Поначалу это было удивительным, и они вовсю пользовались новыми возможностями. Но постепенно у отца появились свои, не связанные с дочерью, интересы, и они стали реже бывать вместе. Потом он купил дачу, и в их жизнь вошла Настя.
По паспорту Настя-Здрастя была немкой, что было предметом ее особенной гордости и предъявлялось повсюду, как если бы это являлось личной заслугой или чем-то, подтверждающим ее исключительность.
Отец Насти, Николай Иванович Грэмб, был поволжским немцем, одним из тех, кто уже ни языка предков не знал, ни традиций. Но как только появилась возможность, Николай Иванович вслед за уехавшим братом засобирался в Германию, по настоянию и под руководством своей жены Серафимы Петровны, которая казалась большей немкой, чем ее муж.
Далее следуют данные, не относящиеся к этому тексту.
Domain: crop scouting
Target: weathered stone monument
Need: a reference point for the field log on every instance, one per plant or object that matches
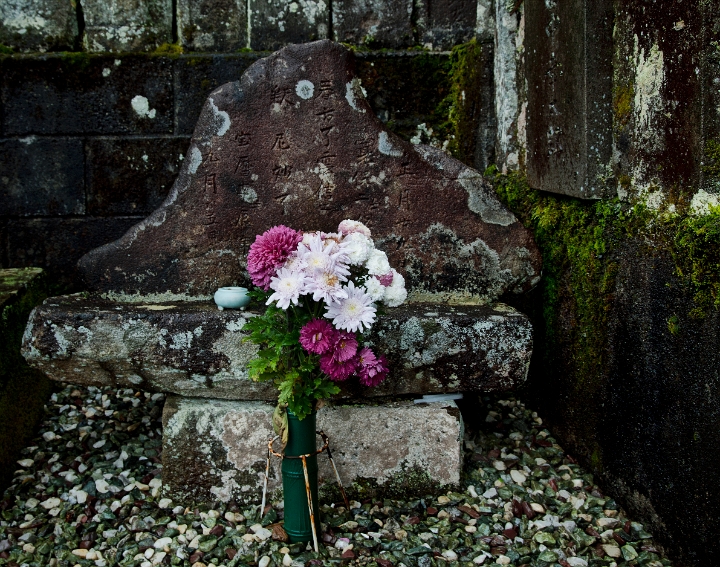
(294, 142)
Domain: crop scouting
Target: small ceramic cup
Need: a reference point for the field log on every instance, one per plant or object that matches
(231, 298)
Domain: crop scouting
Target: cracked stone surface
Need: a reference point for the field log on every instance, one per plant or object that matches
(294, 142)
(229, 461)
(193, 349)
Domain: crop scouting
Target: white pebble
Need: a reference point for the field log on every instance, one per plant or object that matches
(162, 542)
(51, 503)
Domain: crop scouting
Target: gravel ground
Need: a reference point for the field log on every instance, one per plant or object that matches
(88, 493)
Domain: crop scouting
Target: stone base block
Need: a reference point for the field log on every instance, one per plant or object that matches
(216, 449)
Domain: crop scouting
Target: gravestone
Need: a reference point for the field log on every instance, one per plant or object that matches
(294, 142)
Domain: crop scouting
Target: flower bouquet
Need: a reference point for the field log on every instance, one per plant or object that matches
(322, 291)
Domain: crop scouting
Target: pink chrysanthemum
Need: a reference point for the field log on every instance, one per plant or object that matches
(345, 346)
(337, 371)
(371, 369)
(269, 252)
(318, 336)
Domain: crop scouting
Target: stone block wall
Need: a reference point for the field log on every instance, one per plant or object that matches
(232, 25)
(92, 143)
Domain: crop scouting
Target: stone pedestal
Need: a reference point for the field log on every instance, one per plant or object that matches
(216, 450)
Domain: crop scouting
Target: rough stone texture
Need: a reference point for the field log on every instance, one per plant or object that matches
(212, 25)
(389, 448)
(666, 100)
(569, 70)
(263, 155)
(86, 94)
(38, 25)
(508, 29)
(41, 177)
(375, 23)
(197, 75)
(56, 244)
(445, 23)
(131, 176)
(194, 349)
(127, 25)
(276, 23)
(23, 391)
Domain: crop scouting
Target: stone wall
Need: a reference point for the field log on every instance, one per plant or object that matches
(92, 137)
(619, 113)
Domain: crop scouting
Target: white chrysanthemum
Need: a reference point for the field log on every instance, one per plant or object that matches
(350, 226)
(326, 285)
(354, 312)
(288, 286)
(323, 256)
(395, 293)
(374, 288)
(358, 247)
(377, 263)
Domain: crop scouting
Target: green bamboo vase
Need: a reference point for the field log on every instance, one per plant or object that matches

Оформление документов затягивалось, и Серафима Петровна, поддавшись чемоданному настроению, приняла решение перебраться в Москву – поближе к долгожданному Дойчланду. В арендованной столичной квартире, где временно обосновалась их семья, проснувшись как-то утром, Николай Иванович закурил последнюю папиросу и упал замертво.